NACTA, however, now will be merged in the NICC and made answerable to the ISI head. How can an executive order override a law passed by the parliament?

Intelligence agencies have tended to act as a law unto them. They are averse to be brought under the control of anyone, be that legislature or executive or by any other intelligence agency. In July 2008, the then prime minister notified the placement of ISI and IB under the “administrative, financial and operational control” of the Interior Ministry. The decision was resented by one of the intelligence organizations and had to be reversed within 24 hours.

How can NACTA, a statutory body formed under an Act of Parliament, be placed under the ISI through an executive order? More so, as the ISI itself operates beyond the ambit of any legislation. A question asked in the Senate sometime back whether ISI operated under any law and to provide a copy of the same was promptly rejected and a curt reply sent to the Senator that said that the information could not be provided because it was “secret and sensitive.”

When sometime back the issue came up before the Supreme Court during hearing of a case of missing persons, the government took the plea that administrative and financial matters of ISI were under the Defence Ministry “but not its operations.” Who controls its operations and what are the boundaries, parameters and limitations of such operations no one knows and has never been spelt out. No wonder the cry of “state within state.”

This indeed is the most serious problem. In any democratic and civilized order such vast, arbitrary and unchecked powers that violate the basic rights of the people is totally unacceptable. The remedy is immediate enactment of an appropriate law that lays down the parameters of functions within which the intelligence agency must confine its operations.

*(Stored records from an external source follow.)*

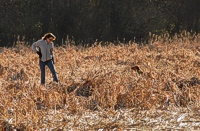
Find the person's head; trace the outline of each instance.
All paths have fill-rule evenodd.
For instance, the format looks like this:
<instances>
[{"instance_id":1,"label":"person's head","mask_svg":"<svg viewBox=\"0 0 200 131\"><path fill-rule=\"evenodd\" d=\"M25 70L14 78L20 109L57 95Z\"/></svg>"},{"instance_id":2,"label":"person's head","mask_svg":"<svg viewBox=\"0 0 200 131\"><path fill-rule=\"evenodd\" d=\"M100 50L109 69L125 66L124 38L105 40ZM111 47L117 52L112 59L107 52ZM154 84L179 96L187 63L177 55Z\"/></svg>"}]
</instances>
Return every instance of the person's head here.
<instances>
[{"instance_id":1,"label":"person's head","mask_svg":"<svg viewBox=\"0 0 200 131\"><path fill-rule=\"evenodd\" d=\"M53 35L52 33L46 33L43 37L43 40L46 40L48 43L52 42L53 40L56 39L55 35Z\"/></svg>"}]
</instances>

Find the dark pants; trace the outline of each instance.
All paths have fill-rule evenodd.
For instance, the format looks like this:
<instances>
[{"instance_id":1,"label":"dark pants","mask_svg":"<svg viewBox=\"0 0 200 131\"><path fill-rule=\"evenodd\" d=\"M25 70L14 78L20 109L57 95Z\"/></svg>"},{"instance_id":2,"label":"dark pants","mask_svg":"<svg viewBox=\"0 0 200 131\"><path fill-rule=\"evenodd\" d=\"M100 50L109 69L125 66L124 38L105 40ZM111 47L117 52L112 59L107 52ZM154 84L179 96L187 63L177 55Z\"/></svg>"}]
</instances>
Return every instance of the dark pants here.
<instances>
[{"instance_id":1,"label":"dark pants","mask_svg":"<svg viewBox=\"0 0 200 131\"><path fill-rule=\"evenodd\" d=\"M55 71L55 68L54 68L54 65L53 65L53 62L52 60L48 60L48 61L41 61L40 60L40 71L41 71L41 84L45 84L45 66L47 65L53 75L53 81L56 81L58 82L58 78L57 78L57 75L56 75L56 71Z\"/></svg>"}]
</instances>

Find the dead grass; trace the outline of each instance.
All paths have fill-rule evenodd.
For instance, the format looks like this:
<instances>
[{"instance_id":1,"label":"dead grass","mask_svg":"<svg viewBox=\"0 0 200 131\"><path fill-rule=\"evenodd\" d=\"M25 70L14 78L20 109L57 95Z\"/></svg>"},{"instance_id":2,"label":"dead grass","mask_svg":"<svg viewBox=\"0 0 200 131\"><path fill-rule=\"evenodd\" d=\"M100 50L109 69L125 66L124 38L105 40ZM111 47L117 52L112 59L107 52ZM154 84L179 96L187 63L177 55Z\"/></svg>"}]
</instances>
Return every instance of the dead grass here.
<instances>
[{"instance_id":1,"label":"dead grass","mask_svg":"<svg viewBox=\"0 0 200 131\"><path fill-rule=\"evenodd\" d=\"M30 47L2 48L0 129L199 129L199 36L151 40L57 47L45 87Z\"/></svg>"}]
</instances>

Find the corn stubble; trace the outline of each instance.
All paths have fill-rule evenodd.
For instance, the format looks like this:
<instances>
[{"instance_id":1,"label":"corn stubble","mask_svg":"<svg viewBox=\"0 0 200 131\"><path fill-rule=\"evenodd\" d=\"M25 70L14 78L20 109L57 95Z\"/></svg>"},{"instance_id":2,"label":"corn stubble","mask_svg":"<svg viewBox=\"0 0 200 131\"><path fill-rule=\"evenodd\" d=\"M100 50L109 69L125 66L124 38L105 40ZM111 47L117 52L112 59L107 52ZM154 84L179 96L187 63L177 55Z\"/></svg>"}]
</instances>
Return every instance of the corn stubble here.
<instances>
[{"instance_id":1,"label":"corn stubble","mask_svg":"<svg viewBox=\"0 0 200 131\"><path fill-rule=\"evenodd\" d=\"M150 34L151 36L151 34ZM200 37L55 49L59 84L18 44L0 53L1 130L190 129L200 126Z\"/></svg>"}]
</instances>

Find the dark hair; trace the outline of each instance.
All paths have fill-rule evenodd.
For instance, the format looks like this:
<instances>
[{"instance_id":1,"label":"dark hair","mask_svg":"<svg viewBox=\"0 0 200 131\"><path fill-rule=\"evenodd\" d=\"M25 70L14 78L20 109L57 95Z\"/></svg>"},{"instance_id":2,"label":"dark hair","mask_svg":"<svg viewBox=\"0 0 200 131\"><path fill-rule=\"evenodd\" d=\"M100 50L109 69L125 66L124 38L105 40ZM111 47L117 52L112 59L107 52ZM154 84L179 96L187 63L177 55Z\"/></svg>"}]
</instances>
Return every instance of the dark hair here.
<instances>
[{"instance_id":1,"label":"dark hair","mask_svg":"<svg viewBox=\"0 0 200 131\"><path fill-rule=\"evenodd\" d=\"M52 33L46 33L46 34L42 37L42 39L43 39L43 40L46 40L46 39L48 39L48 38L50 38L50 37L53 37L53 40L56 39L55 35L53 35Z\"/></svg>"}]
</instances>

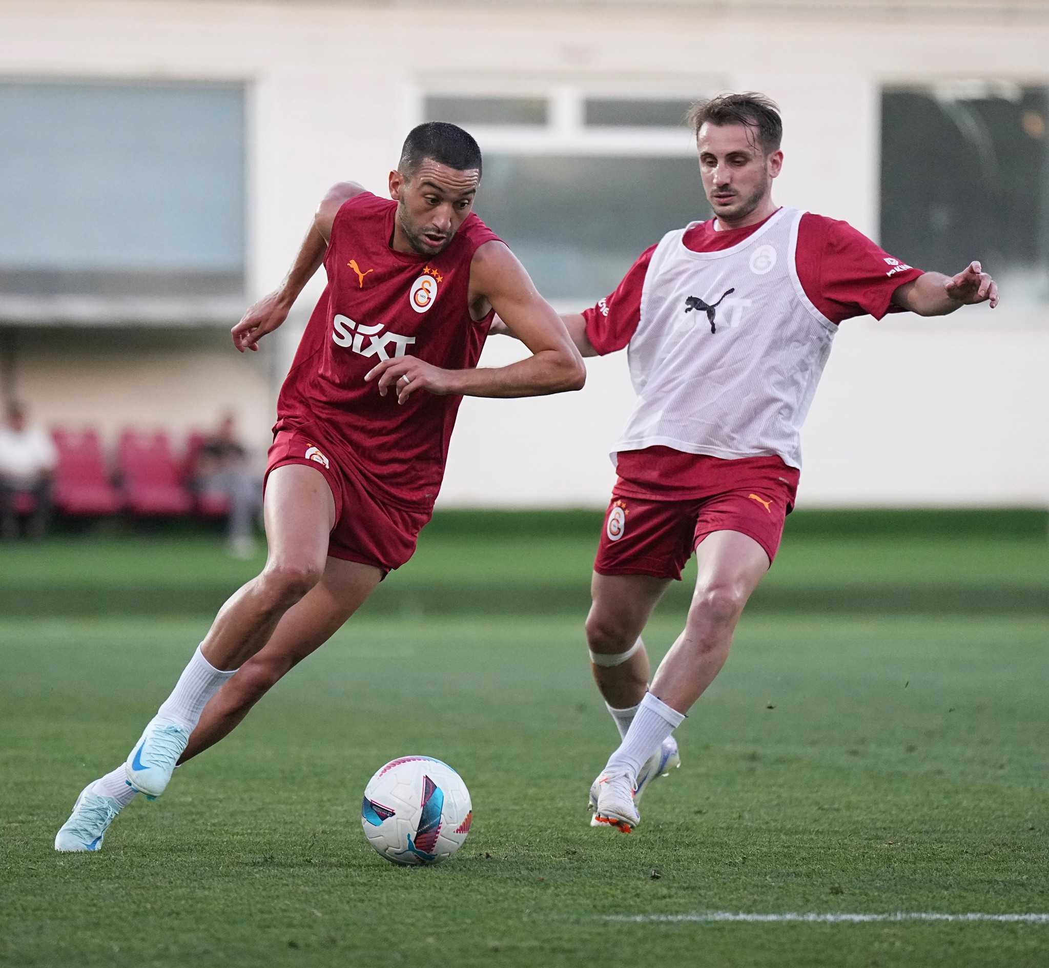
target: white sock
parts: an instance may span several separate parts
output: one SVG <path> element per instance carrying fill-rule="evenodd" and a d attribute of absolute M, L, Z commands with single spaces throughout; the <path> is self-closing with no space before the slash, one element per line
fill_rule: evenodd
<path fill-rule="evenodd" d="M 95 780 L 93 790 L 99 796 L 112 797 L 122 808 L 127 806 L 138 794 L 138 791 L 128 782 L 124 763 L 112 773 L 107 773 L 102 779 Z"/>
<path fill-rule="evenodd" d="M 171 695 L 165 701 L 157 712 L 165 719 L 173 719 L 188 730 L 192 730 L 200 719 L 205 706 L 222 687 L 222 684 L 236 669 L 223 672 L 216 669 L 200 651 L 200 646 L 193 653 L 190 664 L 178 677 Z"/>
<path fill-rule="evenodd" d="M 684 719 L 683 712 L 646 692 L 623 741 L 608 758 L 605 773 L 627 773 L 631 780 L 637 779 L 645 760 Z"/>
<path fill-rule="evenodd" d="M 638 703 L 637 706 L 627 706 L 626 709 L 616 709 L 614 706 L 609 706 L 605 703 L 604 707 L 612 713 L 612 718 L 616 720 L 616 729 L 619 730 L 619 738 L 624 739 L 626 737 L 626 731 L 630 728 L 634 717 L 641 708 L 641 704 Z"/>

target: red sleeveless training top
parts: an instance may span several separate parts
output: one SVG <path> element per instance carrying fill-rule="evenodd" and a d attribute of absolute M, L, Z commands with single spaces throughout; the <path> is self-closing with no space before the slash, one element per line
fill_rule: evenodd
<path fill-rule="evenodd" d="M 363 192 L 336 214 L 324 256 L 328 284 L 277 401 L 274 431 L 307 429 L 383 501 L 432 508 L 444 477 L 461 396 L 416 390 L 404 405 L 364 374 L 405 354 L 446 369 L 477 365 L 492 322 L 470 318 L 470 263 L 498 241 L 469 215 L 444 252 L 390 249 L 398 203 Z"/>

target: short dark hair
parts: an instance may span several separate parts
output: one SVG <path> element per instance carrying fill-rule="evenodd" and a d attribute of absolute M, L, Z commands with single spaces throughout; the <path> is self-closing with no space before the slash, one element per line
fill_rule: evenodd
<path fill-rule="evenodd" d="M 688 112 L 688 123 L 697 136 L 705 124 L 744 125 L 751 129 L 766 154 L 778 150 L 784 136 L 779 105 L 756 91 L 697 101 Z"/>
<path fill-rule="evenodd" d="M 458 125 L 446 121 L 428 121 L 408 132 L 401 149 L 398 170 L 412 175 L 424 158 L 431 158 L 457 171 L 476 169 L 480 172 L 480 148 Z"/>

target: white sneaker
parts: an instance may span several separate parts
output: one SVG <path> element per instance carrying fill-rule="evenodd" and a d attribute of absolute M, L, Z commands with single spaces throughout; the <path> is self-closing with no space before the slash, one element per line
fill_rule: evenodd
<path fill-rule="evenodd" d="M 77 797 L 69 819 L 62 824 L 55 837 L 56 851 L 70 853 L 102 849 L 102 838 L 121 812 L 121 805 L 112 797 L 95 793 L 97 782 L 98 780 L 91 780 Z"/>
<path fill-rule="evenodd" d="M 124 763 L 128 782 L 150 800 L 156 799 L 171 780 L 189 741 L 190 731 L 180 723 L 154 716 Z"/>
<path fill-rule="evenodd" d="M 680 767 L 681 756 L 678 753 L 678 740 L 673 736 L 667 736 L 660 745 L 660 748 L 645 760 L 644 766 L 641 768 L 638 782 L 634 788 L 634 802 L 637 803 L 641 799 L 642 794 L 644 794 L 654 780 L 659 779 L 661 776 L 669 776 L 671 770 L 677 770 Z M 591 786 L 591 813 L 597 813 L 597 798 L 600 791 L 598 780 L 600 780 L 600 777 L 594 780 Z"/>
<path fill-rule="evenodd" d="M 641 820 L 629 774 L 602 773 L 594 780 L 594 787 L 597 795 L 591 826 L 614 826 L 622 834 L 629 834 Z"/>

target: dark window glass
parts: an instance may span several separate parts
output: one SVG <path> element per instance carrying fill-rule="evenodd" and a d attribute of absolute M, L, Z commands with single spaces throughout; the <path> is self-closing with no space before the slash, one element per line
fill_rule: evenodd
<path fill-rule="evenodd" d="M 0 84 L 0 292 L 243 291 L 239 87 Z"/>
<path fill-rule="evenodd" d="M 586 102 L 588 127 L 677 128 L 685 124 L 690 101 Z"/>
<path fill-rule="evenodd" d="M 666 232 L 709 216 L 687 157 L 486 155 L 476 211 L 544 296 L 594 300 Z"/>
<path fill-rule="evenodd" d="M 427 121 L 454 125 L 544 125 L 545 98 L 427 98 Z"/>
<path fill-rule="evenodd" d="M 971 259 L 1049 296 L 1049 103 L 1009 85 L 885 91 L 881 243 L 920 268 Z M 1014 289 L 1016 291 L 1016 289 Z"/>

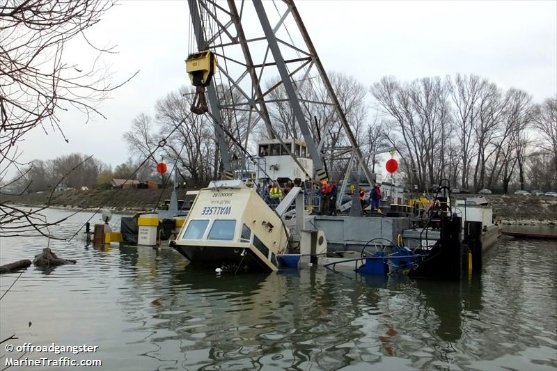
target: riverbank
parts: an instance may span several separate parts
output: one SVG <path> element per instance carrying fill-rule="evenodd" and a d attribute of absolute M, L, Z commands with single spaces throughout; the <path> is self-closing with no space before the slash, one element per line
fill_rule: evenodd
<path fill-rule="evenodd" d="M 183 199 L 186 189 L 178 190 Z M 96 210 L 106 207 L 122 214 L 151 210 L 165 199 L 170 198 L 171 189 L 107 189 L 54 192 L 50 199 L 53 207 Z M 478 195 L 456 194 L 456 199 L 478 197 Z M 47 205 L 50 192 L 33 193 L 20 196 L 3 196 L 3 202 L 42 206 Z M 503 225 L 557 226 L 557 198 L 534 196 L 485 195 L 493 207 L 496 219 Z"/>

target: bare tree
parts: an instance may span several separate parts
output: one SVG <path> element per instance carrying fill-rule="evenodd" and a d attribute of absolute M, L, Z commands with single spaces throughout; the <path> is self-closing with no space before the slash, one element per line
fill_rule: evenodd
<path fill-rule="evenodd" d="M 445 147 L 450 136 L 448 90 L 443 81 L 420 79 L 401 85 L 393 77 L 383 77 L 371 87 L 380 111 L 390 116 L 391 128 L 402 138 L 396 145 L 409 182 L 421 189 L 441 176 Z"/>
<path fill-rule="evenodd" d="M 74 108 L 87 118 L 91 113 L 102 116 L 98 103 L 122 85 L 109 83 L 109 73 L 98 66 L 99 58 L 81 66 L 68 63 L 64 54 L 68 42 L 79 38 L 99 56 L 111 52 L 93 46 L 86 33 L 112 5 L 105 0 L 4 1 L 0 8 L 0 184 L 10 173 L 24 176 L 18 143 L 26 133 L 37 126 L 45 131 L 50 127 L 63 136 L 57 116 L 61 110 Z M 3 184 L 0 194 L 9 194 Z M 3 200 L 0 207 L 8 210 Z M 14 217 L 32 227 L 31 214 L 19 212 Z M 0 221 L 0 228 L 11 220 Z"/>
<path fill-rule="evenodd" d="M 159 100 L 155 106 L 156 118 L 161 125 L 161 135 L 166 136 L 175 127 L 175 132 L 162 148 L 170 158 L 179 159 L 184 180 L 196 186 L 205 186 L 215 174 L 217 143 L 209 117 L 191 115 L 191 91 L 182 87 Z"/>
<path fill-rule="evenodd" d="M 155 129 L 151 118 L 142 113 L 134 118 L 131 129 L 123 134 L 130 155 L 139 163 L 147 159 L 146 164 L 136 174 L 137 178 L 142 181 L 150 177 L 152 171 L 148 171 L 148 168 L 150 166 L 152 169 L 156 168 L 157 164 L 160 160 L 158 157 L 163 153 L 159 149 L 160 138 L 155 133 Z M 134 162 L 132 159 L 130 161 Z M 160 176 L 161 181 L 164 182 L 164 175 L 161 174 Z"/>

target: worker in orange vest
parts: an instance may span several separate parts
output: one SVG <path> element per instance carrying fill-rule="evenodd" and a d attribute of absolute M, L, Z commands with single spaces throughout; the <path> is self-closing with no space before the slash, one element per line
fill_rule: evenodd
<path fill-rule="evenodd" d="M 323 180 L 321 182 L 321 187 L 319 189 L 321 194 L 321 212 L 322 215 L 327 215 L 329 211 L 329 184 L 327 180 Z"/>

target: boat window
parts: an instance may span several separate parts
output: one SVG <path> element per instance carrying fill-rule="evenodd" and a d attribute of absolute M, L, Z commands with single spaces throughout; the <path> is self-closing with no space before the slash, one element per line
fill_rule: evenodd
<path fill-rule="evenodd" d="M 240 242 L 249 242 L 251 239 L 251 230 L 244 224 L 242 226 L 242 235 L 240 237 Z"/>
<path fill-rule="evenodd" d="M 232 241 L 236 230 L 236 219 L 216 220 L 213 222 L 211 230 L 207 239 L 218 239 L 220 241 Z"/>
<path fill-rule="evenodd" d="M 278 156 L 281 154 L 281 145 L 278 143 L 272 144 L 269 145 L 271 150 L 269 154 L 271 156 Z"/>
<path fill-rule="evenodd" d="M 264 156 L 269 156 L 269 145 L 264 144 L 259 146 L 259 156 L 262 157 Z"/>
<path fill-rule="evenodd" d="M 201 239 L 205 235 L 209 219 L 195 219 L 189 221 L 182 239 Z"/>

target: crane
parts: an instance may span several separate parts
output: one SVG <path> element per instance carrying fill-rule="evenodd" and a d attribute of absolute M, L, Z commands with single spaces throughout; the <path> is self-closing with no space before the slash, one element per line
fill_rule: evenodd
<path fill-rule="evenodd" d="M 250 134 L 261 122 L 269 139 L 281 139 L 274 127 L 272 113 L 276 112 L 278 104 L 286 102 L 313 159 L 313 179 L 328 180 L 323 153 L 334 157 L 335 151 L 346 153 L 347 148 L 369 184 L 375 184 L 375 177 L 365 166 L 364 156 L 293 0 L 266 1 L 267 6 L 262 0 L 227 0 L 226 3 L 188 0 L 188 4 L 195 38 L 188 61 L 207 53 L 219 60 L 211 72 L 212 79 L 210 77 L 201 88 L 198 84 L 196 97 L 199 99 L 192 111 L 204 113 L 207 104 L 201 95 L 206 88 L 226 178 L 233 177 L 233 169 L 226 138 L 228 130 L 221 111 L 242 111 L 246 118 L 247 134 L 242 144 L 247 147 Z M 213 60 L 210 61 L 212 63 Z M 207 71 L 210 65 L 205 65 Z M 270 87 L 264 86 L 263 82 L 269 81 L 276 82 Z M 221 90 L 229 88 L 237 99 L 227 101 L 218 86 Z M 324 88 L 326 93 L 321 97 L 312 94 L 317 86 Z M 273 94 L 278 90 L 280 99 Z M 311 123 L 312 117 L 317 121 L 316 112 L 322 113 L 320 135 L 315 134 L 320 130 L 317 123 L 313 125 Z M 335 125 L 338 126 L 339 137 L 344 143 L 327 147 L 329 132 Z M 297 161 L 296 155 L 288 152 Z"/>

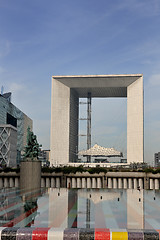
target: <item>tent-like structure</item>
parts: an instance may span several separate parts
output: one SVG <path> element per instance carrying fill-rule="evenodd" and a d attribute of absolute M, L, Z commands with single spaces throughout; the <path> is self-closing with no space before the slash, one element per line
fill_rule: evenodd
<path fill-rule="evenodd" d="M 92 148 L 80 151 L 78 155 L 83 157 L 92 156 L 92 157 L 122 157 L 122 152 L 115 150 L 114 148 L 105 148 L 101 147 L 98 144 L 95 144 Z"/>

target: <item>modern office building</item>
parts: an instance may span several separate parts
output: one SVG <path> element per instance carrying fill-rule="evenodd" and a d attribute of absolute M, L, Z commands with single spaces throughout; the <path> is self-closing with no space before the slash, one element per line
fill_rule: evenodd
<path fill-rule="evenodd" d="M 154 167 L 160 167 L 160 152 L 154 154 Z"/>
<path fill-rule="evenodd" d="M 32 130 L 32 125 L 32 119 L 11 103 L 11 93 L 0 94 L 0 164 L 13 166 L 20 163 L 27 128 Z"/>
<path fill-rule="evenodd" d="M 78 75 L 52 77 L 51 165 L 77 160 L 79 98 L 87 98 L 90 149 L 91 99 L 111 97 L 127 97 L 127 163 L 143 162 L 143 74 Z"/>

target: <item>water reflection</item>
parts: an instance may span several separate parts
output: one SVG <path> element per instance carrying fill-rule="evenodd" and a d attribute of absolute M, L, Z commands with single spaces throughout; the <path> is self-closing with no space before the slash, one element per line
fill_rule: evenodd
<path fill-rule="evenodd" d="M 159 229 L 160 192 L 110 189 L 1 190 L 0 225 Z"/>

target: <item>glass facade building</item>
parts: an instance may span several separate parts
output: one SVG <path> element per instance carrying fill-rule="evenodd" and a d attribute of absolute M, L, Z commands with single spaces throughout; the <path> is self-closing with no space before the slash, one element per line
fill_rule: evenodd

Enforced disappearances in the country continue with impunity, with the blame mostly placed at the door of an intelligence agency. A major reason for this is the absence of any law to regulate functioning of state agencies. The Commission on Enforced Disappearances takes pride in tracing nearly 3,000 missing persons during the past decade. But it has abysmally failed to investigate a single case of disappearance and expose those involved, even though the law requires it to investigate and prosecute the perpetrators.

The minutes of the meeting of Senate Human Rights Committee held on August 28, 2018, which was also open to the media and public and attended by the Chairman of the Commission make a startling disclosure: “The Commission was apprised that action had been taken against 153 Army personnel (involved in enforced disappearances).” There was, however, deafening silence about who those 153 army personnel were and what action had actually been taken against them.

Empowering the ISI further through an executive order and without bringing it under some legislation will spell disaster for citizens’ liberties and human rights. The NICC decision taken secretly in the executive domain is patently illegal, seriously flawed and highly dangerous and must be reversed.